Nascido no município e conselheiro tutelar há quatro anos, Francisco Alberto Cardoso de Sousa sustenta que a tragédia de Castelo não começou com o suplício das quatro adolescentes, mas sim quando o Estado e a sociedade perderam os rapazes para o crime e as drogas.
“Eles vêm de famílias desestruturadas que não tinham pulso firme, são filhos de pais alcoólatras, usavam drogas e já tinham sido atendidos algumas vezes pelos conselheiros. Por denúncias de furtos e por vandalismo na escola. Tomamos todas as providências cabíveis. Mas, infelizmente, faltam políticas públicas adequadas. Não conseguimos ressocializar os jovens que erram. Não lhes damos novas oportunidades. Eles passam a ser cada vez mais malvistos por todos e acabam excluídos. Nem as escolas os aceitavam mais”, destacou o conselheiro, classificando os quatro suspeitos como “frios” e o crime como “bárbaro”.
Dois dias antes do crime, o Conselho Tutelar pediu que dois dos quatro suspeitos fossem apreendidos por outros atos infracionais. Infelizmente, os rapazes e as meninas se encontraram antes que a Justiça autorizasse a internação. Sousa diz ser favorável à redução da maioridade penal, qualquer que seja o ato infracional, mas acredita que, sem outras políticas públicas, a medida servirá apenas para “lotar os presídios”. “Aqui mesmo, em Castelo, a tendência é piorar enquanto não conseguirmos ocupar os jovens, colocando-os para estudar e para aprender um trabalho.”

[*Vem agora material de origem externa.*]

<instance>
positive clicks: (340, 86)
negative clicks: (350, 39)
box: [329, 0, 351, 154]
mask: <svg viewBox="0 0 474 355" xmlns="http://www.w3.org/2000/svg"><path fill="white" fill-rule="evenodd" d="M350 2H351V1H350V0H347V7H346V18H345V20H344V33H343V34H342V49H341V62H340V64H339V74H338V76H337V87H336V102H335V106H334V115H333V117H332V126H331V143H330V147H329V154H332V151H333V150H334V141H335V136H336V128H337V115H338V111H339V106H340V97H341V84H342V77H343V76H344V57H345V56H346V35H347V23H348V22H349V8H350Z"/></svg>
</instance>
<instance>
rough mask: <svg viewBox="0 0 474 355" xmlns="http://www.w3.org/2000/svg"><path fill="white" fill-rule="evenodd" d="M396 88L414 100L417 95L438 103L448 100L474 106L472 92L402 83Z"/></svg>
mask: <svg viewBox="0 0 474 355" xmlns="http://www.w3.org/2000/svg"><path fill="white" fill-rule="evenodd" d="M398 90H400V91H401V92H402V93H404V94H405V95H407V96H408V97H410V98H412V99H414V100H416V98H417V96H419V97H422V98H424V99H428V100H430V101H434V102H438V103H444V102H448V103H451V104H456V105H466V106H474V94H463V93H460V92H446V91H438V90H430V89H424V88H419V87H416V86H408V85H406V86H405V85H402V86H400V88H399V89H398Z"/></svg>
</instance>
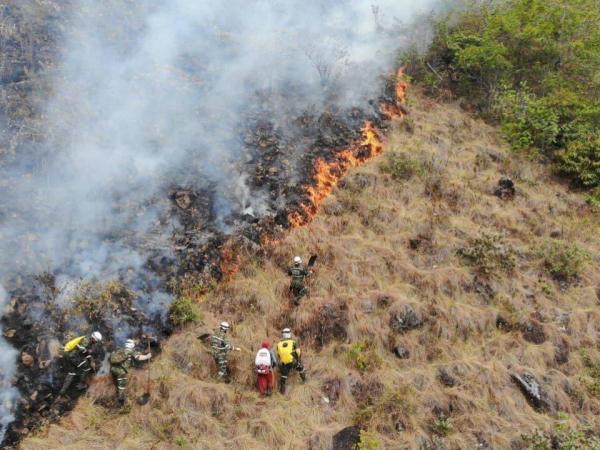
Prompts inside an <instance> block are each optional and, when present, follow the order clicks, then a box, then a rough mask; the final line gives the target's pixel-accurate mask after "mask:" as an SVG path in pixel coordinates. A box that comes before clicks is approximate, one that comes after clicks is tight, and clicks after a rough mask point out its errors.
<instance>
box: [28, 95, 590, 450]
mask: <svg viewBox="0 0 600 450" xmlns="http://www.w3.org/2000/svg"><path fill="white" fill-rule="evenodd" d="M411 102H412V105H411V109H412V111H413V112H412V116H411V118H412V121H413V123H414V131H412V132H407V131H405V130H404V129H403V128H402V126H401V125H400V124H396V127H395V128H394V129H393V130H391V132H390V137H389V142H388V143H387V145H386V147H387V152H388V153H391V154H403V155H404V157H405V158H409V159H410V160H411V161H413V160H414V161H416V162H417V165H411V166H410V167H411V168H415V167H418V168H419V170H414V171H413V170H412V169H411V170H410V171H409V172H410V173H408V174H407V173H406V171H403V172H402V176H401V177H394V176H392V174H390V173H389V171H388V170H387V169H386V168H385V167H383V169H382V166H385V165H386V164H385V162H386V156H385V155H384V156H383V157H381V158H380V159H378V160H374V161H372V162H370V163H368V164H366V165H365V166H363V167H361V168H360V169H358V170H355V171H354V172H353V173H352V174H350V176H349V177H348V178H347V180H346V182H345V183H344V186H343V188H340V189H337V190H336V191H335V192H334V194H333V195H332V196H331V197H330V198H329V199H328V200H327V201H326V202H325V204H324V205H323V207H322V211H321V213H320V214H319V215H318V217H316V219H315V220H314V222H313V223H312V224H310V225H309V226H307V227H303V228H299V229H295V230H292V231H291V232H290V233H289V235H288V236H287V237H286V238H285V239H284V240H283V241H282V242H280V243H279V244H277V245H276V246H274V248H273V250H272V252H271V254H270V255H269V256H268V257H267V258H265V259H264V260H261V261H257V260H251V261H248V262H247V264H246V266H245V267H244V268H243V269H242V270H241V271H240V272H239V273H238V274H237V275H236V276H235V278H234V279H232V280H230V281H229V282H227V283H224V284H222V285H220V286H218V287H217V288H216V289H215V290H214V291H213V292H210V293H208V294H206V295H198V296H196V297H193V296H191V297H193V298H195V299H196V300H197V301H199V302H201V309H202V313H203V317H204V324H203V325H201V326H198V327H197V328H195V329H193V328H186V329H184V330H183V331H181V332H180V333H178V334H176V335H174V336H173V337H172V338H171V339H170V340H169V341H168V342H167V343H166V345H165V351H164V352H163V353H162V354H161V355H160V356H159V357H158V358H157V361H155V362H154V363H153V364H152V366H151V374H152V383H153V384H152V385H153V392H152V401H151V402H150V403H149V404H148V405H146V406H143V407H139V406H134V408H133V410H132V411H131V412H130V413H129V414H127V415H118V414H116V413H115V412H113V411H111V410H107V409H105V408H104V407H103V406H100V404H99V403H100V402H95V401H97V400H98V399H99V398H100V397H103V396H106V395H108V394H110V387H107V385H106V384H102V383H101V382H100V383H98V384H97V386H94V389H92V390H91V391H90V393H89V395H88V397H86V398H84V399H82V400H81V401H80V403H79V405H78V406H77V408H76V409H75V410H74V411H73V412H72V413H71V414H70V415H69V416H67V417H65V418H63V419H62V420H61V421H60V422H59V423H58V424H56V425H51V426H49V427H47V428H46V429H44V430H42V431H41V432H39V433H37V436H35V437H30V438H29V439H27V440H25V441H24V442H23V443H22V448H23V449H55V448H64V449H81V448H89V449H139V448H153V449H173V448H184V449H185V448H190V449H191V448H198V449H204V448H206V449H254V448H277V449H305V448H310V449H325V448H328V447H329V445H330V442H331V436H332V435H333V434H334V433H335V432H337V431H338V430H340V429H341V428H343V427H345V426H348V425H351V424H353V423H360V424H361V425H362V426H363V427H364V428H365V429H368V430H369V433H370V434H369V435H370V436H371V437H373V438H374V439H375V441H377V442H378V443H379V447H380V448H384V449H397V448H405V447H406V448H447V449H466V448H474V447H475V445H476V444H477V442H478V439H479V440H481V439H483V440H485V441H487V442H488V443H489V444H491V445H492V446H493V448H510V446H511V444H512V443H515V442H520V435H521V434H527V433H531V432H533V431H534V430H536V429H540V430H544V431H547V430H551V429H553V428H554V427H555V426H556V424H557V423H558V421H559V419H560V421H563V422H564V421H565V420H566V421H567V422H568V423H570V424H571V425H572V426H576V425H577V424H579V423H582V422H584V421H585V422H587V423H588V424H589V425H591V426H592V428H593V429H595V430H596V431H598V430H600V419H598V417H599V416H598V411H599V409H600V403H599V401H598V399H596V398H594V397H593V396H591V395H589V389H587V388H586V385H585V384H584V383H583V381H582V380H583V379H584V378H582V377H584V375H585V374H586V373H587V374H589V369H586V366H585V364H584V359H583V358H582V355H581V352H580V350H581V349H588V352H589V354H590V356H592V357H594V356H597V354H598V351H597V350H596V347H597V342H598V324H599V323H600V311H599V309H598V302H599V298H598V296H599V293H598V286H600V271H599V270H598V261H599V255H600V221H599V219H598V216H597V215H594V214H593V212H592V211H590V210H589V209H588V208H587V206H586V205H585V204H584V203H583V201H582V199H581V198H580V197H578V196H577V195H575V194H572V193H569V192H568V190H567V189H566V188H565V187H564V186H562V185H561V184H560V183H558V182H556V181H555V180H553V179H551V177H550V176H549V175H548V173H547V172H546V170H545V169H544V168H543V167H540V166H539V165H537V164H535V163H532V162H528V161H526V160H524V159H521V158H518V157H516V156H515V155H509V154H508V152H507V150H506V146H505V145H504V144H503V143H502V142H501V140H500V139H499V138H498V137H497V134H496V131H495V130H494V129H492V128H490V127H488V126H486V125H484V124H483V123H481V122H479V121H475V120H473V119H472V118H470V117H469V116H468V115H466V114H464V113H463V112H461V111H460V110H459V109H458V108H457V107H456V106H454V105H440V104H436V103H433V102H432V101H430V100H427V99H425V98H423V97H421V96H420V95H419V94H418V93H413V94H412V96H411ZM411 164H412V163H411ZM501 175H506V176H509V177H511V178H512V179H513V180H514V181H515V184H516V187H517V196H516V197H515V199H514V200H511V201H502V200H500V199H498V198H496V197H495V196H493V195H492V191H493V189H494V187H495V185H496V183H497V181H498V179H499V178H500V176H501ZM482 233H486V234H491V235H501V236H502V239H503V242H505V243H506V244H507V245H510V246H511V248H512V249H513V250H514V255H515V256H514V258H515V267H514V269H513V271H512V272H511V273H507V272H506V271H503V270H498V271H496V272H494V273H492V274H483V275H482V274H481V273H480V272H479V271H478V270H477V268H476V267H471V266H468V265H465V263H464V261H463V260H462V259H461V257H460V256H459V255H458V254H457V251H458V250H459V249H460V248H462V247H464V246H465V245H468V243H469V242H471V241H472V240H473V239H475V238H477V237H478V236H480V235H481V234H482ZM553 236H554V237H553ZM556 236H558V237H559V238H560V239H561V240H564V241H567V242H576V243H578V244H579V245H580V246H581V247H582V248H584V249H586V250H587V252H589V254H590V255H591V261H588V262H587V263H586V264H585V265H584V266H583V268H582V270H581V273H580V274H579V276H578V277H577V279H575V280H574V281H572V282H569V283H562V284H561V283H560V282H558V281H556V280H555V279H553V278H552V277H551V276H549V275H548V274H547V273H546V271H545V270H544V264H543V261H542V260H541V259H540V257H539V256H537V255H536V249H537V248H539V246H540V245H541V244H543V243H544V242H546V241H548V240H552V239H555V237H556ZM310 253H318V254H319V264H318V270H317V274H316V276H315V277H314V279H313V280H312V281H311V286H310V288H311V295H310V297H309V298H308V299H306V300H305V301H304V302H303V303H302V305H301V306H300V307H299V308H298V309H295V310H294V309H292V308H291V307H290V306H289V304H288V302H287V300H286V299H285V291H286V288H287V283H288V280H287V277H286V275H285V272H284V270H283V269H284V267H285V265H286V264H287V263H288V261H289V260H290V259H291V257H292V256H293V255H294V254H304V255H308V254H310ZM325 304H331V306H330V308H332V309H333V310H334V311H336V312H337V313H339V314H340V315H341V316H340V317H342V319H340V320H341V322H344V321H345V320H347V326H346V330H345V337H341V338H340V336H339V335H336V334H335V333H334V336H333V337H332V336H322V334H323V333H322V332H321V331H319V330H320V328H319V327H315V326H314V324H315V322H316V321H318V320H319V319H320V318H322V317H323V314H321V312H322V311H323V309H322V308H323V306H324V305H325ZM404 305H411V306H412V307H413V309H414V310H415V311H416V313H417V314H418V315H419V316H420V317H421V318H422V319H423V321H424V324H423V326H422V327H420V328H416V329H413V330H410V331H406V332H404V333H395V332H393V331H392V330H391V329H390V316H391V314H392V313H393V312H395V311H399V310H401V309H402V308H403V306H404ZM499 314H500V315H502V317H503V318H504V319H505V320H507V321H508V322H510V323H511V324H512V325H514V326H512V327H511V328H510V329H508V330H507V329H499V328H498V327H497V326H496V320H497V317H498V315H499ZM566 317H568V320H566ZM221 319H227V320H230V321H231V322H232V323H233V324H234V328H233V333H232V338H233V340H234V341H235V343H236V344H237V345H239V346H240V347H242V352H241V353H239V354H236V355H235V357H234V361H233V366H234V369H235V370H234V382H233V383H232V384H231V385H224V384H219V383H218V382H216V380H215V374H214V373H215V370H214V367H213V362H212V360H211V357H210V355H209V354H208V352H207V350H206V348H204V346H203V344H202V343H201V342H200V341H198V340H197V339H196V338H195V337H196V336H197V335H199V334H200V333H202V332H204V331H207V330H209V329H211V328H213V327H214V326H215V325H216V324H217V323H218V322H219V321H220V320H221ZM533 319H535V320H536V321H538V322H539V323H541V324H542V326H543V328H544V332H545V334H546V337H547V339H546V341H545V342H544V343H542V344H533V343H530V342H527V341H526V340H524V339H523V334H522V332H521V329H522V327H521V325H522V324H523V323H525V322H527V321H530V320H533ZM325 322H326V321H325ZM284 325H289V326H292V327H293V328H294V329H295V331H296V333H297V334H299V335H300V336H301V337H302V339H301V344H302V347H303V349H304V351H305V358H304V360H305V364H306V366H307V369H308V374H309V382H308V383H307V384H306V385H302V384H300V383H299V380H298V379H297V378H292V379H291V383H290V384H291V389H290V392H289V394H288V396H287V397H281V396H279V395H274V397H273V398H270V399H267V400H265V399H262V398H260V397H259V396H258V395H257V394H256V393H255V391H254V389H253V385H254V375H253V373H252V363H253V354H254V352H255V351H256V350H257V348H258V345H259V344H260V342H261V341H262V339H264V338H265V337H268V338H270V339H271V340H275V339H276V338H277V335H278V331H279V329H280V328H281V327H282V326H284ZM325 326H326V323H325ZM322 328H323V327H321V329H322ZM325 335H327V333H325ZM336 336H337V337H336ZM365 342H366V343H368V345H366V346H365V348H364V349H363V350H358V355H359V356H357V347H356V344H358V343H365ZM400 344H401V345H403V346H405V347H406V348H407V349H409V350H410V357H409V358H408V359H404V360H401V359H397V358H396V357H395V356H394V354H393V353H392V351H391V349H392V348H393V347H394V346H395V345H400ZM321 346H322V348H321ZM560 346H562V347H564V348H566V349H567V350H566V351H567V352H568V361H566V362H564V363H563V364H560V365H559V364H558V362H557V361H556V353H557V349H558V348H559V347H560ZM361 351H362V352H364V353H365V354H364V355H363V354H361ZM348 355H351V357H349V356H348ZM357 357H360V358H364V360H365V361H368V362H369V366H368V370H361V369H360V367H359V365H358V364H356V359H357ZM442 369H443V370H445V371H447V372H449V373H450V374H452V376H453V377H454V378H455V380H456V384H455V385H454V386H453V387H447V386H445V385H444V384H442V383H441V382H440V378H439V373H440V370H442ZM520 369H526V370H528V371H529V372H531V373H533V374H534V375H536V376H537V377H538V379H540V380H542V381H543V384H544V386H545V388H546V390H547V391H548V394H549V396H550V397H551V398H553V399H554V401H555V402H556V404H557V405H558V409H559V410H560V411H562V412H564V413H566V414H567V415H568V418H567V419H565V416H564V415H561V416H560V417H559V416H557V415H553V414H548V413H546V414H544V413H539V412H536V411H534V410H533V409H532V408H531V407H530V406H529V405H528V404H527V402H526V400H525V398H524V397H523V396H522V395H521V393H520V392H519V390H518V389H517V388H516V386H515V385H514V383H513V382H512V381H511V380H510V373H511V372H512V371H515V370H520ZM586 370H588V372H586ZM144 376H145V374H144V373H143V372H141V373H137V374H136V377H135V379H134V381H133V384H132V392H131V394H132V396H133V395H137V394H141V392H142V391H143V386H144ZM589 379H590V378H589V376H587V378H585V380H587V382H588V385H589ZM328 383H333V384H334V385H336V386H338V389H334V390H333V391H331V392H328V393H324V391H323V386H324V385H326V384H328ZM599 383H600V381H599ZM586 389H587V390H586ZM326 396H329V398H328V399H327V400H328V401H327V400H325V397H326ZM444 417H445V418H444ZM399 429H400V431H398V430H399ZM427 443H431V444H430V445H431V447H426V445H428V444H427ZM436 446H437V447H436ZM517 448H518V447H517Z"/></svg>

Também natural de Castelo, o estudante Luan Leite, 19 anos, se mudou para Teresina há quase cinco anos para continuar os estudos. Ele visita a terra natal com frequência e diz ter ficado perplexo diante do ocorrido. Amigo de duas das vítimas, ele se juntou a um grupo que organizou a campanha Flores Para Elas, de arrecadação de recursos para as famílias das quatro jovens. Ele cobra punições e mais segurança. “Saber de algo assim tão violento é como tomar um murro no próprio rosto. Todo mundo com quem eu converso está se perguntando como explicar o requinte de crueldade.”
Luan Leite conta que o pai de um dos jovens detidos pelo crime prestava serviços a sua família e era conhecido por beber em excesso. “Como em todas as cidades do Piauí, há muita desigualdade social em Castelo. Mas a cidade sempre foi tranquila.”
De acordo com o estudante, todos os idealizadores da campanha são favoráveis à redução da maioridade penal para 16 anos. “Não é a solução, mas é um começo de mudança de uma situação que está insustentável. Mas outras medidas serão necessárias.”